Test modules opt out of the unwrap/expect/indexing rules via the actual pattern:
```rust
#![cfg_attr(test, allow(clippy::unwrap_used, clippy::expect_used, clippy::indexing_slicing))]
```
placed at the top of the test module (or `#[cfg(test)] mod tests { #![allow(...)] ... }` for inline test modules). CI rejects PRs that introduce any of the denied lints in non-test paths.
## Diagnostics surface
`Error::Display` is short and operator-friendly. `Error::source()` walks the cause chain. `Error::Debug` is verbose for logs.
```rust
match session.write("X.Y", v).await {
Ok(()) => {}
Err(e) => {
tracing::error!(error = ?e, error.source = ?e.source(), "write failed");
return Err(e);
}
}
```
For protocol-level decode failures, every `ProtocolError::Decode` carries:
- byte offset in the frame
- reason (`&'static str` — interned message)
- buffer length
This matches the .NET reference's tendency to throw `ArgumentException` with byte-offset messages.
## Recovery decisions
`Error::is_retryable() -> bool` informs the default `RecoveryPolicy`:
| Variant | Retryable? |
|---|---|
| `Connection(ServerUnavailable)` | no — `0x800706BA` in the proven stack is a structural callback-marshalling failure (no SYN to the advertised callback port after security bindings are added), not a flapping `NmxSvc.exe`. Retrying loops forever. Evidence: `analysis/proxy/managed-registerengine2-callback-probe.txt:8`, `docs/NMX-COM-Contracts.md:592`. |
| `Connection(TcpConnect)` | depends on the inner `io::Error.kind()` — same dispatch as `Io(_)` below: `WouldBlock`/`Interrupted`/`TimedOut`/`ConnectionReset` → yes; `AddrNotAvailable`/`HostUnreachable`/`ConnectionRefused` → no. Implementation: `is_retryable()`'s `Connection(TcpConnect { source, .. })` arm delegates to `source.kind()` rather than blanket-yes; otherwise a name-not-found hot-loops. |
| `Connection(OxidResolve)` | yes |
| `Connection(CallbackProxyMissing)` | no (config issue) |
| `Connection(EngineNotRegistered)` | yes (re-register) |
| `Auth(Ntlm)` | no (credentials are wrong) |
| `Auth(AsbHandshake)` | no |
| `Auth(SharedSecret)` | no |
| `Configuration(*)` | no |
| `TypeMismatch` | no |
| `Security(*)` | no |
| `Status` with `category=CommunicationError` | yes |
| `Status` with `category=Pending` | yes (with backoff) |
| `Status` with `category=ConfigurationError` | depends on `detail`: `detail == 21` ("Invalid reference", src/MxNativeCodec/MxStatus.cs:76) → yes, after a Galaxy-resolver-cache refresh — the .NET reference's per-operation `ResolveTagAsync` (src/MxNativeClient/MxNativeSession.cs:173,196,232,255) makes a stale-cache miss recoverable on the next attempt. All other `ConfigurationError` details → no. Implementation: `is_retryable()` matches the inner `detail` and returns `true` only for the resolver-refresh-eligible codes. |
| `Status` other categories | no by default; consumer can override |
| `Timeout` | yes |
| `Cancelled` | no |
| `Protocol(*)` | no — protocol-level decode bugs are not retryable |
| `Io(_)` | depends on `kind()`: `WouldBlock`/`Interrupted`/`TimedOut` → yes; everything else → no |
The default `RecoveryPolicy::exponential` calls `is_retryable()` before re-attempting and emits `RecoveryEvent::Failed { error, .. }` if not.
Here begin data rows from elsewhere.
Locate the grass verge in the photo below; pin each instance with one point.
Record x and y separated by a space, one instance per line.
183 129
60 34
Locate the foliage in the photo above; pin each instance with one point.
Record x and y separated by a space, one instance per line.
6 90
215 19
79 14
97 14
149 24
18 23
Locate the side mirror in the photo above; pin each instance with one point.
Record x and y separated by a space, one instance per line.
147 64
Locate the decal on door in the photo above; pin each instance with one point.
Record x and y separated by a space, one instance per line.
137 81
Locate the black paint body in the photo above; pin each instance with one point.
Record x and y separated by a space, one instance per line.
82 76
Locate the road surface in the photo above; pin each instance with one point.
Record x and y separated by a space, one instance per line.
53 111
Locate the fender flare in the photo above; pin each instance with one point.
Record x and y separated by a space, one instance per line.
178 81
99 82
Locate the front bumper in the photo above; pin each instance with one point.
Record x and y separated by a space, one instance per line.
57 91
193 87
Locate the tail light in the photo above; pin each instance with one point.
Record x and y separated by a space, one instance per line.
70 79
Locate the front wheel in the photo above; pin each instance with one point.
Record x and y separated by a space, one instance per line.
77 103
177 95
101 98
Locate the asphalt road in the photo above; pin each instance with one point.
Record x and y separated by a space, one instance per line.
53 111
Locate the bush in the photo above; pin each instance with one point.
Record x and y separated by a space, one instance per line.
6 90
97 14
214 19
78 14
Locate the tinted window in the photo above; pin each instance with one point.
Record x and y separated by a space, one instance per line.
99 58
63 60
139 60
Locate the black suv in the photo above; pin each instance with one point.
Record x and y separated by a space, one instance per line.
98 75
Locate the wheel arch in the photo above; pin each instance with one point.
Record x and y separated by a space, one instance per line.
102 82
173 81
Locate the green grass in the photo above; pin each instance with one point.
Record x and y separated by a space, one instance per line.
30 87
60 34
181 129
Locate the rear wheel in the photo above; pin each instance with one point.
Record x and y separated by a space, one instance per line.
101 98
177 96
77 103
## Status as data on subscriptions
```rust
pub struct DataChange {
pub reference: Arc<str>,
pub value: MxValue,
pub quality: u16,
pub timestamp: SystemTime,
pub status: MxStatus,
}
```
Consumers inspect `status.category` to distinguish good/uncertain/bad data. The default `mxaccess` does not filter; if a consumer wants Ok-only data, they filter the stream themselves:
```rust
let mut sub = session.subscribe("X.Y").await?
.filter_map(|change| async move {
match change {
Ok(c) if c.status.category == MxStatusCategory::Ok => Some(Ok(c)),
Ok(_) => None, // drop non-Ok
Err(e) => Some(Err(e)),
}
});
```
This keeps `Error` reserved for actual failures and keeps stream items composable.